Ebrei da Oscar, da Joaquin Phoenix a Natalie Portman a Todd Phillips

Taccuino

di Roberto Zadik
Questa 92esima edizione delle celebri statuette hollywoodiane è stata decisamente “ebraica” con una serie di attori e autori ebrei nominati o premiati durante l’attesa serata del 9 febbraio. Chi sono stati i premiati e cosa hanno vinto? Miglior attore il versatile e inquieto Joaquin Phoenix che ha letteralmente conquistato la platea con il suo Joker e che, ritirando emozionato il riconoscimento, ha tenuto un discorso dove, per la prima volta da tempo, ha omaggiato suo fratello River scomparso 23enne nel 1993   nel locale dell’amico Johnny Depp. Nato da una strana famiglia hippie e da una madre ebrea di origini russe e ungheresi, il 46enne  Joaquin, perfezionista e fortemente espressivo e carismatico, prima di questo Oscar ha interpretato efficacemente vari ruoli in film importanti, come Il gladiatore di Ridley Scott, regista passato alla storia per capolavori come Alien e Blade Runner.

Fra i migliori registi nominato il suo correligionario Todd Phillips, vero nome Todd Bunzl, autore di vivaci commedie e che qui l’ha diretto in questa pellicola decisamente coinvolgente. Regista di genere disimpegnato e a volte  comico in passato ha realizzato varie commedie come Starsky e Hutch ironico rifacimento della celebre serie tv con Ben Stiller e Una notte da leoni.

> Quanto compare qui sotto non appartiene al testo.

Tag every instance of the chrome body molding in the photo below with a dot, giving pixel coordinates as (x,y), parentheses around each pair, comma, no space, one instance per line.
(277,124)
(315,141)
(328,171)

In tema di regia, ricordiamo anche Sam Mendes, raffinato e ironico cineasta inglese di madre ebrea e padre di origini portoghesi passato alla storia per commedie amare molto originali come American Beauty con un favoloso Kevin Spacey e che però ha mancato l’Oscar per il film storico dalle tinte fortemente drammatiche 1917. Versatile e colto, Mendes è in grado di cambiare vari generi cinematografici dimostrandosi molto abile nelle ambientazioni e nelle sceneggiature, in questo film storico racconta con le consuete ricostruzioni molto accurate le vicissitudini di due soldati inglesi nella Prima Guerra Mondiale.

Ma la lista di ebrei nominati all’Oscar non finisce qui. Come dimenticare la vivace Scarlett Johansson di padre danese e di madre ebrea di origini polacche famosa candidata  come Miglior Attrice per il suo ruolo nel recente film Storia di un matrimonio e per Jojo Rabbit oltre che, in passato,  per i ruoli in vari film di Woody Allen come Vicky Christina Barcelona o il drammatico Match Point.

Nell’elenco dei personaggi di origini ebraiche anche il cineasta Noam Baumbach nominato all’Oscar come Migliore Sceneggiatura. Neyworchese di padre ebreo, Baumbach è   un personaggio colto e interessante caratterizzato da un talento introspettivo molto marcato emerso in produzioni pregiate come Il favoloso mondo di Greenberg. A parte le premiazioni, in tema di star ebree anche l’attrice israelo-americana Nathalie Portman  famosa per ruoli di grande espressività come Il cigno nero, Closer e commedie stravaganti, che ha intrattenuto il pubblico con un discorso sulle donne registe snobbate dalle nomination sfoderando il consueto carisma e la sua vena ironica e polemica; il ricordo da parte dell’attore Ron Leibman del grande Kirk Douglas scomparso lo scorso 5 febbraio a 103 anni.